Il n’eut pas le temps de continuer son discours que le chanteur l'enlaça, les faisant tous les deux chavirer sur le sol. le batteur le regard surprit de son action, mais à peine allait-il sortir un mot que son petit-ami le coup d’un baisé tout ce qu’il y a de plus romantique.
- Oui, je veux être ton petit-ami Leonard !
Devenu rouge comme une tomate, le garçon ne savait plus quoi dire. Il ne reprit ses esprits que lorsque son “nouveau” copain lui tendit la main, le relevant il lui glissa par la même occasion la bague au doigt, Dagon n’attendait plus que ça de la voir de plus prêt.
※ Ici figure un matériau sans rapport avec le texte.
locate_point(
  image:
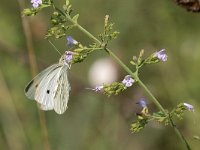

Léon le connaissait par cœur, même s'il pensait le contraire: la bague était en argent terni, une obsidienne incrustée. La forme en elle-même était cylindrique, rien de plus normal pour un alliance, les gravures étaient cependant personnalisées, le symbole de leur groupe entourait la pierre, et rajouté sur les côtés il y a peu, les symboles qui représentait Dagon et Leonard. Il tourna son regard vers son cousin qui lui fit un clin d'œil. Il n’y avait que lui pour réalité un tel travail en peu de temps.
- Elle te plait ?
- Oui, mais je préfère quand même celui qui me l'a offert !
Son lapin rigolait, se calant contre son corps il murmura calmement.
- Reste avec moi ce week-end…
Le chiross lui répondit d’un baisé sur le front:
- Désolé mon coeur, j’ai des plans de prévu pour ce week-end. Le week-end prochain ça te va ?
Le garçon aux cheveux rose fit la moue, mais accepta tout de même.
Un week-end plein de douceur les attendait.